Aronna M Soledad, Moschen Lucas Machado
School of Applied Mathematics, FGV, Praia de Botafogo, 190, 22250-900, Rio de Janeiro, Brazil.
Infect Dis Model. 2024 Jul 4;9(4):1198-1222. doi: 10.1016/j.idm.2024.06.007. eCollection 2024 Dec.
This study presents a mathematical model for optimal vaccination strategies in interconnected metropolitan areas, considering commuting patterns. It is a compartmental model with a vaccination rate for each city, acting as a control function. The commuting patterns are incorporated through a weighted adjacency matrix and a parameter that selects day and night periods. The optimal control problem is formulated to minimize a functional cost that balances the number of hospitalizations and vaccines, including restrictions of a weekly availability cap and an application capacity of vaccines per unit of time. The key findings of this work are bounds for the basic reproduction number, particularly in the case of a metropolitan area, and the study of the optimal control problem. Theoretical analysis and numerical simulations provide insights into disease dynamics and the effectiveness of control measures. The research highlights the importance of prioritizing vaccination in the capital to better control the disease spread, as we depicted in our numerical simulations. This model serves as a tool to improve resource allocation in epidemic control across metropolitan regions.

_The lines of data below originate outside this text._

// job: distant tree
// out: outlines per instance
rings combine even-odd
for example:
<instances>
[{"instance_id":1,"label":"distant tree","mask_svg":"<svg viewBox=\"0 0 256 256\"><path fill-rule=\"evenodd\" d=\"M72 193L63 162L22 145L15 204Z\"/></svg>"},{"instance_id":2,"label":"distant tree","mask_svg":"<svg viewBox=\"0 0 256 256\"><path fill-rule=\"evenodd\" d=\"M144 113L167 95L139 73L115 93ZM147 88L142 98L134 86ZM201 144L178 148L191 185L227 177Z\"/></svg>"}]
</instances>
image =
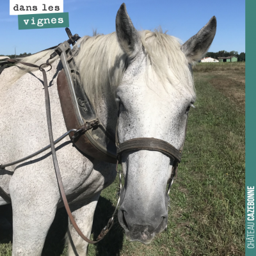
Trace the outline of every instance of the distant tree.
<instances>
[{"instance_id":1,"label":"distant tree","mask_svg":"<svg viewBox=\"0 0 256 256\"><path fill-rule=\"evenodd\" d=\"M229 57L229 56L237 57L238 61L245 61L245 53L241 52L240 54L239 54L238 52L236 51L231 51L230 52L227 52L223 50L223 51L219 51L217 52L208 52L205 55L205 57L211 57L217 60L218 57Z\"/></svg>"},{"instance_id":2,"label":"distant tree","mask_svg":"<svg viewBox=\"0 0 256 256\"><path fill-rule=\"evenodd\" d=\"M237 61L245 61L245 52L241 52L237 57Z\"/></svg>"}]
</instances>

本研究提出了一个考虑通勤模式的、用于相互连接的大都市地区最优疫苗接种策略的数学模型。它是一个 compartmental 模型,每个城市都有一个疫苗接种率,作为控制函数。通勤模式通过加权邻接矩阵和一个选择白天和夜间时段的参数来纳入。最优控制问题的制定是为了最小化一个功能成本,该成本平衡了住院人数和疫苗数量,包括每周可用上限的限制以及每单位时间的疫苗接种能力。这项工作的关键发现是基本再生数的界限,特别是在大都市地区的情况下,以及对最优控制问题的研究。理论分析和数值模拟为疾病动态和控制措施的有效性提供了见解。研究强调了在首都优先进行疫苗接种以更好地控制疾病传播的重要性,正如我们在数值模拟中所描述的那样。该模型作为一种工具,用于改善大都市地区疫情防控中的资源分配。